In the first issue, the editors presented a statement of purpose:

It is intended that Biometrika shall serve as a means not only of collecting or publishing under one title biological data of a kind not systematically collected or published elsewhere in any other periodical, but also of spreading a knowledge of such statistical theory as may be requisite for their scientific treatment.

Its contents were to include:
- memoirs on variation, inheritance, and selection in animals and plants, based upon the examination of statistically large numbers of specimens
- those developments of statistical theory which are applicable to biological problems
- numerical tables and graphical solutions tending to reduce the labour of statistical arithmetic
- abstracts of memoirs, dealing with these subjects, which are published elsewhere
- notes on current biometric work and unsolved problems

Early volumes contained many reports on biological topics, but over the twentieth century, Biometrika became a "journal of statistics in which emphasis is placed on papers containing original theoretical contributions of direct or potential value in applications." Thus, of the five types of contents envisaged by its founders, only the second and to a lesser extent the third remain, largely shorn of their biological roots. In his centenary tribute to Karl Pearson, J. B. S. Haldane likened him to Columbus who "set out for China, and discovered America." The same might be said of Pearson's journal.

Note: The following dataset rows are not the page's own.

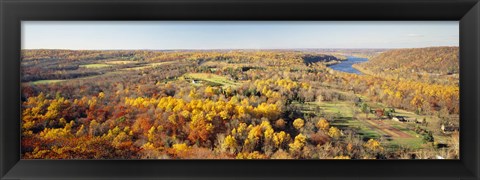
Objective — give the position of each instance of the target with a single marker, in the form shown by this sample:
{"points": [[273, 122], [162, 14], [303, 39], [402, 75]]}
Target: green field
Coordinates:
{"points": [[211, 79], [347, 116]]}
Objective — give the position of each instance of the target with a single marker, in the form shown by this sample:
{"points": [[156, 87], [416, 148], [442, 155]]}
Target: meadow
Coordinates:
{"points": [[240, 104]]}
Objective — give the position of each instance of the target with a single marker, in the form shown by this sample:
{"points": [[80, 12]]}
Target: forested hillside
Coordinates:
{"points": [[240, 104], [416, 63]]}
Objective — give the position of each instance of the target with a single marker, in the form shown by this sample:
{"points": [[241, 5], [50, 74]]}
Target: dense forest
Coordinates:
{"points": [[425, 64], [230, 104]]}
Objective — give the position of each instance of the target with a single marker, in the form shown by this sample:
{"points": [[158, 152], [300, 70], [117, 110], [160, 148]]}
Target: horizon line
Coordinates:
{"points": [[199, 49]]}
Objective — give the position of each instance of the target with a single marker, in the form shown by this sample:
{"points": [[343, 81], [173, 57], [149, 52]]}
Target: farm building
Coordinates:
{"points": [[448, 128]]}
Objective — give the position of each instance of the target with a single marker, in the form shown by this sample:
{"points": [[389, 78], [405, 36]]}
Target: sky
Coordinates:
{"points": [[170, 35]]}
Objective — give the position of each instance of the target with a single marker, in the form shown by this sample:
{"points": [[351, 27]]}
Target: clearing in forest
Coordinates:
{"points": [[212, 79]]}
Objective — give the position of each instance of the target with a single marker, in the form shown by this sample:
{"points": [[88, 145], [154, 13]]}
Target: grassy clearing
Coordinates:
{"points": [[95, 66], [150, 65], [211, 78], [343, 117]]}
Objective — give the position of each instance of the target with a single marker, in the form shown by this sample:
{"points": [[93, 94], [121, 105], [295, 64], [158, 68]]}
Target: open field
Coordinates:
{"points": [[235, 104], [211, 78]]}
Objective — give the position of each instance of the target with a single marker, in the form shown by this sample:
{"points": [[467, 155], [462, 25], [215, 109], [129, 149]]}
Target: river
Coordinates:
{"points": [[346, 66]]}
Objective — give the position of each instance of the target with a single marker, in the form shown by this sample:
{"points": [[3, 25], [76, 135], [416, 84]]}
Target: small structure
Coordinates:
{"points": [[399, 118]]}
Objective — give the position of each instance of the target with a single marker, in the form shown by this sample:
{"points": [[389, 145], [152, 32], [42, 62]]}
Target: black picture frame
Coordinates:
{"points": [[15, 11]]}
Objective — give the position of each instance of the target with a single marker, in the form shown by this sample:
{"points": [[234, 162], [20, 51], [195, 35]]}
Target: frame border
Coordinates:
{"points": [[12, 12]]}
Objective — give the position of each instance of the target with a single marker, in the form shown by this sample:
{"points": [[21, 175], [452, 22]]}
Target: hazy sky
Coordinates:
{"points": [[237, 34]]}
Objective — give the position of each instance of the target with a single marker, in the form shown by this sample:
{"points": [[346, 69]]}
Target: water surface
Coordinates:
{"points": [[346, 66]]}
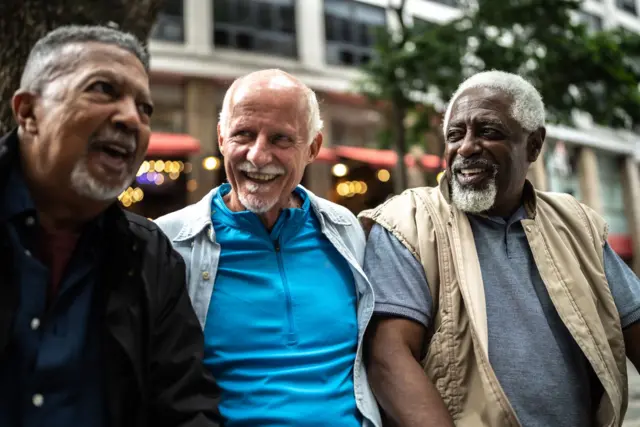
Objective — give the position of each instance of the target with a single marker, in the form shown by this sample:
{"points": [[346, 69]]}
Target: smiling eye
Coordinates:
{"points": [[491, 133], [102, 87], [454, 136], [146, 109]]}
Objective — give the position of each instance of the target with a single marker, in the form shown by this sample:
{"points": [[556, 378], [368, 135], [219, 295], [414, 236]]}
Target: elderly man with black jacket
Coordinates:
{"points": [[96, 328]]}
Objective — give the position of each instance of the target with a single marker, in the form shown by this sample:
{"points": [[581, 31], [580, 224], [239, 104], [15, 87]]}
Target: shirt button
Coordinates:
{"points": [[35, 323], [37, 400]]}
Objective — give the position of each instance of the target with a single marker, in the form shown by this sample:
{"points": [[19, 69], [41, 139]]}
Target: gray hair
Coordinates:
{"points": [[45, 62], [527, 108], [314, 121]]}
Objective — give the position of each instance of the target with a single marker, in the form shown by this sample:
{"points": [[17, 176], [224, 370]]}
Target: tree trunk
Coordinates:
{"points": [[23, 22], [400, 180]]}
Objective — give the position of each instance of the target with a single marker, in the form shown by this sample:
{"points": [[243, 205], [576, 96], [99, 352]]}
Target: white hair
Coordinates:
{"points": [[527, 108], [314, 121]]}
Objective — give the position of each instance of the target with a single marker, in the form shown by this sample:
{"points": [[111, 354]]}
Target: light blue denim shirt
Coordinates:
{"points": [[191, 232]]}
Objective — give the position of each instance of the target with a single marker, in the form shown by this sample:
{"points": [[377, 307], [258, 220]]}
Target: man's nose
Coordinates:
{"points": [[127, 118], [260, 154], [469, 145]]}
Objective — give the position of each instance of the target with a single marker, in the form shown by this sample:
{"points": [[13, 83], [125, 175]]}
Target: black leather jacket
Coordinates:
{"points": [[152, 339]]}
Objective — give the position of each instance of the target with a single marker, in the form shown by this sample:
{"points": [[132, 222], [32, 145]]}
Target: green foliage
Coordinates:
{"points": [[574, 68]]}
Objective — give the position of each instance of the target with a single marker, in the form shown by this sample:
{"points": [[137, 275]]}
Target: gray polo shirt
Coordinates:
{"points": [[546, 377]]}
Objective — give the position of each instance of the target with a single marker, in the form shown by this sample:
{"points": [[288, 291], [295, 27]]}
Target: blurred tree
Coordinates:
{"points": [[23, 22], [575, 68]]}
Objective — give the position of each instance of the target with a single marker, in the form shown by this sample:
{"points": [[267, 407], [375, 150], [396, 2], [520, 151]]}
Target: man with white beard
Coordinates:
{"points": [[274, 272], [496, 304], [96, 327]]}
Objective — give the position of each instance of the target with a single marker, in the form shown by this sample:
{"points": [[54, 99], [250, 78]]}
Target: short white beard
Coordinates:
{"points": [[249, 196], [88, 186], [470, 200]]}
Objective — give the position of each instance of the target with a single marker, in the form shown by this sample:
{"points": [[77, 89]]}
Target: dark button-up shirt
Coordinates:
{"points": [[52, 374]]}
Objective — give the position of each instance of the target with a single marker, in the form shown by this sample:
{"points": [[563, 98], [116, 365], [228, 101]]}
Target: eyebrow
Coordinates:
{"points": [[140, 92]]}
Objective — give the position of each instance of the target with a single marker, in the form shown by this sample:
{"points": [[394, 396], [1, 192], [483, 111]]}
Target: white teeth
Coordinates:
{"points": [[471, 171], [261, 176], [118, 149]]}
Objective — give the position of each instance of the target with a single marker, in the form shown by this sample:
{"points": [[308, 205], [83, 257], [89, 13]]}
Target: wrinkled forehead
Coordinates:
{"points": [[81, 61], [482, 102], [283, 102]]}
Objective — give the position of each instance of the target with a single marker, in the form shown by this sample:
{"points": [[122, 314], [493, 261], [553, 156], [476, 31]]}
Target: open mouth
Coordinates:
{"points": [[473, 176], [260, 178], [113, 156]]}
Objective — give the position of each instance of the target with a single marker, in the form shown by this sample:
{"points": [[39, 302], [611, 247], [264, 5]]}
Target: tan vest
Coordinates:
{"points": [[566, 239]]}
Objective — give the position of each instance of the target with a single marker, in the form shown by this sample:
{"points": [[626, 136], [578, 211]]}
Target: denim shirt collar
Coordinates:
{"points": [[198, 219]]}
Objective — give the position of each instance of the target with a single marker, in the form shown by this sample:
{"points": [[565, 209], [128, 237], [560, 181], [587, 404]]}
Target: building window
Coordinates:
{"points": [[612, 193], [168, 115], [628, 6], [593, 22], [350, 29], [561, 164], [170, 23], [265, 26]]}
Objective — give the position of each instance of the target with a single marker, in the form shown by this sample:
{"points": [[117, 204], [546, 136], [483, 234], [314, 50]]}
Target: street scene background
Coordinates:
{"points": [[382, 70]]}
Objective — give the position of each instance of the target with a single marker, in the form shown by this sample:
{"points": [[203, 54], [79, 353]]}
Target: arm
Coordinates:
{"points": [[398, 381], [395, 338], [183, 393], [625, 289]]}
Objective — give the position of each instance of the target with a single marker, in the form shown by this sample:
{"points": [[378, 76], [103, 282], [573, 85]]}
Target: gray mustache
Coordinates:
{"points": [[126, 140]]}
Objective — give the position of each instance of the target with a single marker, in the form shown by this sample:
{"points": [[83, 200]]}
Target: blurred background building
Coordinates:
{"points": [[199, 46]]}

Of note, Karl Pearson had adopted as the motto of the journal a declaration of Charles Darwin that resonated with Karl Pearson's focus on biological topics and the large data sets that biology generated. In a letter to William Darwin Fox in 1855, Charles Darwin declared “I have no faith in anything short of actual measurement and the Rule of Three.” Karl Pearson adopted this declaration as the motto of his newly founded journal Biometrika. This rule of three referred to cross-multiplication, however, and not the statistical rule of three.

==Historical reference==
To mark the centenary of "one of the world's leading academic journals in statistical theory and methodology" a commemorative volume was produced, containing articles that had appeared in a special issue of the journal and a selection of classic papers published in the journal in the years 1939–1971.

==Editors==
The editors of the journal have been:
- 1901–1905: Francis Galton, Karl Pearson, and Raphael Weldon
- 1906–1936: Karl Pearson
- 1936–1966: Egon Pearson
- 1966–1991: David Cox
- 1991–1992: David Hinkley
- 1992–1996: Philip Dawid
- 1996–2007: Mike Titterington
- 2008–2017: Anthony Davison
- 2018–present: Paul Fearnhead

==Abstracting and indexing==
The journal is abstracted and indexed in:

- Biological Abstracts
- BIOSIS Previews
- CAB Abstracts
- Current Contents/Agriculture, Biology, and Environmental Sciences
- Current Contents/Life Sciences
- Current Contents/Physical, Chemical and Earth Sciences
- Current Index to Statistics
- Index Medicus/MEDLINE/PubMed
- Mathematical Reviews
- ProQuest databases
- Research Papers in Economics
- Science Citation Index
- Zentralblatt MATH

According to the Journal Citation Reports, the journal has a 2024 impact factor of 2.8.